# Platties for algae



## jas1w124 (Dec 18, 2009)

I have done a lot of reading and I have never heard anyone suggest platties for algae before. Long story short the first fish I got when I got into the hobby was a sickly looking platty from walmart since that was the only place to buy fish for 3 hours in all directions. We got him a friend and kept them in a 5 gallon tank for the last couple years. I never had algae trouble in that tank but never thought about it. We recently added them into our newly set up 29 gallon aquascape since they had about 8 babies. There was quit the problem with hair algae, diatoms, and other things at the time since I don't have it balanced yet or set up like I want and I have noticed that they have nearly eliminated all the algae in about one week. I watch them go around the tank eating everything from off the glass, off the smallest of plants, off the substrate and even eating rotting leaves stuck to the filter intake.

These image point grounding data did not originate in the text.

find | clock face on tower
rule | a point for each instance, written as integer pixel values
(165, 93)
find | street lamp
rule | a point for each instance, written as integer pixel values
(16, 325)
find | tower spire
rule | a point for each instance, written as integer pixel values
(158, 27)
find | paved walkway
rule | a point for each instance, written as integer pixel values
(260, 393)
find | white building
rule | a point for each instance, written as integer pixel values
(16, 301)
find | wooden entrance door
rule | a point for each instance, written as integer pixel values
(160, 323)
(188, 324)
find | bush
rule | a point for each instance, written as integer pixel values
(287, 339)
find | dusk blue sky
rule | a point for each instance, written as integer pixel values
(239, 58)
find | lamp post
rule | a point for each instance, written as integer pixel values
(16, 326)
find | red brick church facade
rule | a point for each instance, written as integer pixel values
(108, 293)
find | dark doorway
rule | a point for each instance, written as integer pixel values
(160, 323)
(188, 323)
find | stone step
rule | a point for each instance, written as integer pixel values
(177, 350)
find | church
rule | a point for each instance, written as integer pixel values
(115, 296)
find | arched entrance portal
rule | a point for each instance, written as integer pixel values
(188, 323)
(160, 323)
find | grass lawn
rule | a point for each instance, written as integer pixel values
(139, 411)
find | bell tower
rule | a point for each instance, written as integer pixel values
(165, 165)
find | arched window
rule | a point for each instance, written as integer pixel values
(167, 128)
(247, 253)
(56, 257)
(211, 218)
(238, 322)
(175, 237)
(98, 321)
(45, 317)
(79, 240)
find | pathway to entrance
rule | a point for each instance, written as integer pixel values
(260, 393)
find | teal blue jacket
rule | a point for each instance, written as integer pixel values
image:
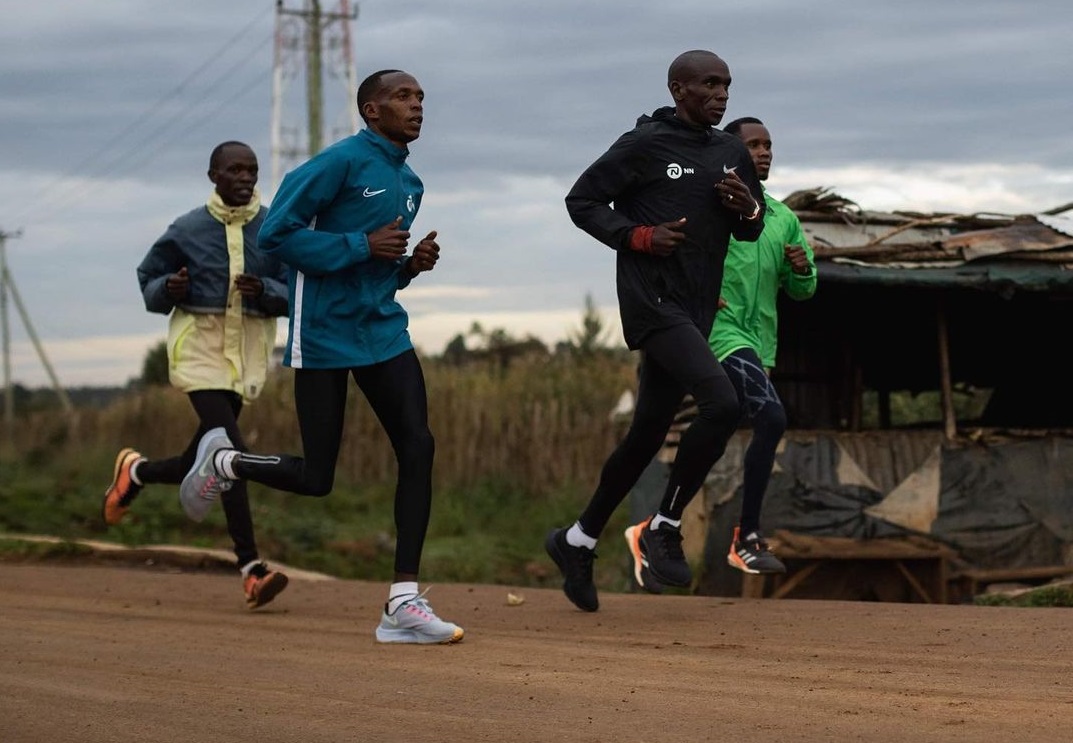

I just thought I would see if anyone else uses them for that. I know they are not the nicest fish to have in your nice aquascape but I am impressed.


----------



## Diana K (Dec 20, 2007)

Many livebearers are omnivores, and are more interested in plant-like material than most Tetras for example. 
I know that Mollies have eaten diatoms for me, but had not thought of Platies as algae eaters. Come to think about it, though, the one tank I have with a few Platies in it seems not to have much in the way of hairy sorts of algae.


----------



## jas1w124 (Dec 18, 2009)

Hair algae is the first thing they went for when introduced into the 29 gallon, there is no sign of it anywhere. They are my least favorite fish that I own as far as looks but they are such busy bodies in the aquarium I just can't trade them in.


----------